Secondo alcuni meritava l’ergastolo come Turetta e Impagnatiello l’uomo che due anni or sono uccise moglie e figlia a Castelfranco Emilia e invece la Corte di assise di Modena ha condannato Salvatore Montefusco “solo” a trent’anni di carcere. E così infuriano le polemiche su tutti i mass media, con i professionisti della lotta al femminicidio in prima linea. Ormai per loro esiste solo il massimo della pena, l’ergastolo.
Poco importa che nel caso specifico l’imputato abbia oggi 72 anni e che quindi, verosimilmente, non uscirà più vivo dal carcere. Non rilevano, per chi ha severamente criticato questa sentenza, le condizioni particolarissime in cui è maturato il doppio omicidio: per chi si macchia di femminicidio l’unica pena che può soddisfare la sete di giustizia di certa opinione pubblica è l’ergastolo. Diversamente, se le sanzioni comminate sono troppo “lievi” – sostengono i rappresentanti delle associazioni contro la violenza sulle donne – si rafforza “la cultura patriarcale” e “si fa arretrare il percorso per l’eliminazione della violenza maschile”.
Non comprendono, i fautori del fine pena mai, che non tutti i gravi fatti di sangue sono uguali fra loro e che quindi non per forza, pur in presenza del medesimo titolo di reato, la pena da comminare debba essere sempre la medesima (una cosa è un omicidio di mafia o a scopo di rapina, altro è un delitto commesso per motivi sentimentali o con dolo d’impeto) e che compito del giudice è quello di valutare tutte le circostanze e i fattori oggettivi e soggettivi in cui maturano i fatti per poi quantificare una pena proporzionata.
È quello che hanno fatto i giudici emiliani nella loro dettagliata motivazione. Preliminarmente la sentenza ha ritenuto che non sussistessero molte delle aggravanti contestate dall’accusa e ha così escluso la premeditazione, i motivi abietti e futili e la crudeltà. Poi la Corte di assise ha spiegato come il delitto fosse maturato in un contesto familiare molto deteriorato, caratterizzato da continui litigi e denunce reciproche ove ciascuna parte rinfacciava all’altra di infliggere umiliazioni e vessazioni.

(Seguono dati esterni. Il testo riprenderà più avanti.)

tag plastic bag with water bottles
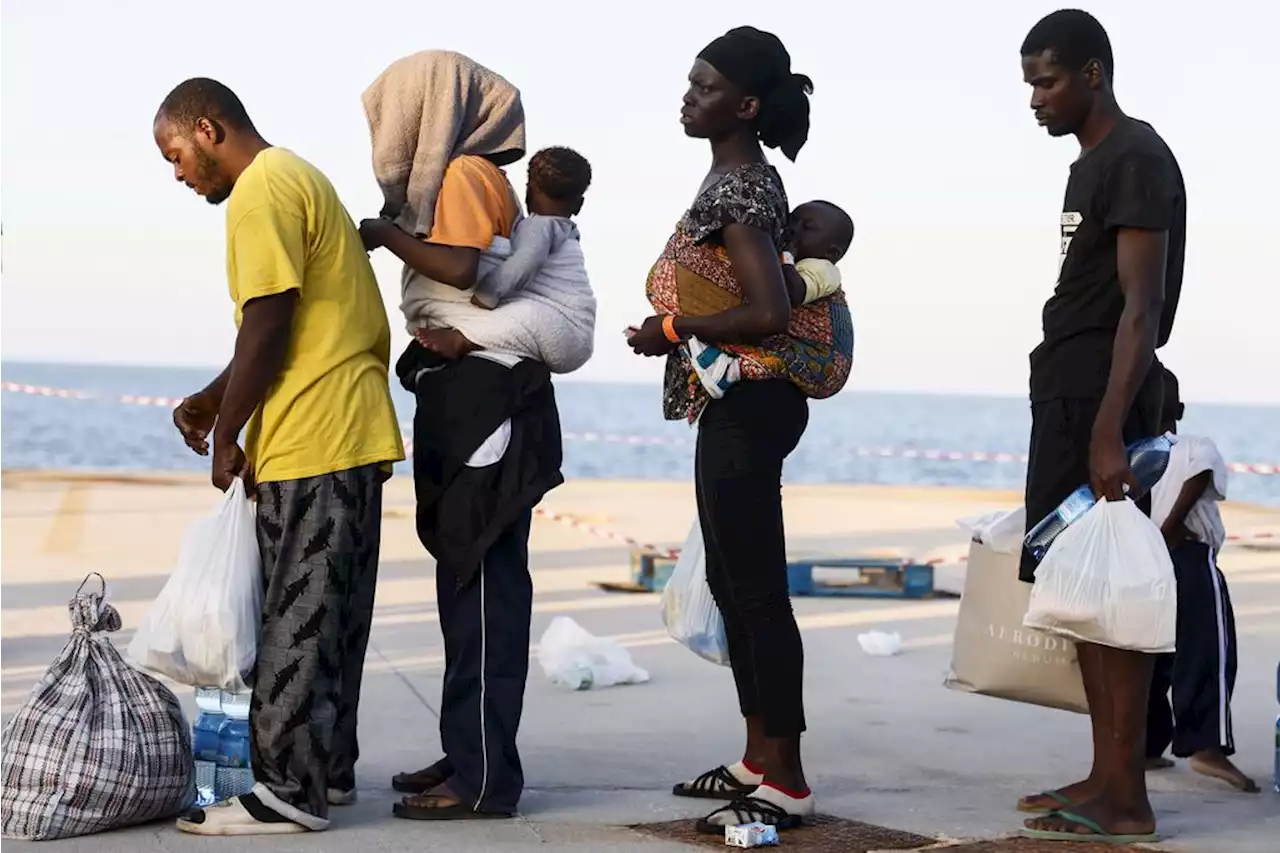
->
[662,521,728,666]
[129,479,264,693]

Lo stesso figlio del reo, sopravvissuto alla furia del genitore, ha riferito di aggressioni e maltrattamenti che anche il padre subiva a opera della figlia e della moglie, tanto che si rendeva urgente ed indifferibile la sua uscita dall’abitazione familiare. Questo clima aveva provocato enorme frustrazione nell’uomo causandogli un “blackout emozionale ed esistenziale” che, all’ennesima discussione con scambio di offese e accuse, gli ha impedito di controllarsi lasciandosi andare con un’esplosione di rabbia al folle gesto di imbracciare il fucile e sparare alle due donne. Queste le ragioni che, unitamente ad altri fattori comunemente ritenuti significativi dalla giurisprudenza (buon comportamento processuale, incensuratezza, confessione) hanno indotto i giudici a concedere le attenuanti generiche con conseguente esclusione dell’ergastolo e comminazione della più alta delle pene determinate: 30 anni.

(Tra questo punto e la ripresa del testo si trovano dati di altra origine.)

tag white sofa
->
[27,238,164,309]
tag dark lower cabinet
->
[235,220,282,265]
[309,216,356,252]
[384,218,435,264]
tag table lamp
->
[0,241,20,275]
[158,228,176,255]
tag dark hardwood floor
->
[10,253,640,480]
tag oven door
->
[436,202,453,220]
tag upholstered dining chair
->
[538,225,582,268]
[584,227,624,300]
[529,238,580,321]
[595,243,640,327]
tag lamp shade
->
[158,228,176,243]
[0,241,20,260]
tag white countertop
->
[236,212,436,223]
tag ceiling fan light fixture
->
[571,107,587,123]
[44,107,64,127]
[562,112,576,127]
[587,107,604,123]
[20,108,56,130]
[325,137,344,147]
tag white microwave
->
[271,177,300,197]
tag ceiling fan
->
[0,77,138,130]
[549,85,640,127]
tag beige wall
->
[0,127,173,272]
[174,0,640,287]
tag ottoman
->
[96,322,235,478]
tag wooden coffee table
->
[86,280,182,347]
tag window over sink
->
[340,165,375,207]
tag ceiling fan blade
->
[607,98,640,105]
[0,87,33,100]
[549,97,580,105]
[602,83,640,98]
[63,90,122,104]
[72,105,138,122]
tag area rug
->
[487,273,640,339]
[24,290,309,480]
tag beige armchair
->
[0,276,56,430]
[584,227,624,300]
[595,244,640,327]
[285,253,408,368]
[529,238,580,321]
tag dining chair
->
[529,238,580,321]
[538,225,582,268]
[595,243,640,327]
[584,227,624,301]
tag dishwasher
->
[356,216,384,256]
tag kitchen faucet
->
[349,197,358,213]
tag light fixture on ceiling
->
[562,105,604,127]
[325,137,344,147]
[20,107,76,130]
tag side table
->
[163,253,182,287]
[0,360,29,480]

La Corte di assise ha quindi motivato il proprio provvedimento con grande rigore e dovizia di particolari, indagando i profili psicologici e le implicazioni determinate dalle descritte dinamiche familiari, scrivendo oltre 200 pagine per spiegare le ragioni della sua decisione, che appare quindi tutt’altro che scandalosa, bensì oculata e scevra dai condizionamenti di un clima sociale forcaiolo, questo sì inaccettabile, che vorrebbe veder comminare solo ergastoli. L’ergastolo, appunto, pena ormai cancellata dai codici di numerosi Paesi e severamente censurata anche dal Papa, che l’ha definita “una pena di morte nascosta”. Sarebbe tempo che anche nel nostro Paese si facesse una riflessione seria ed approfondita sulla compatibilità del “fine pena mai” con la nostra Costituzione.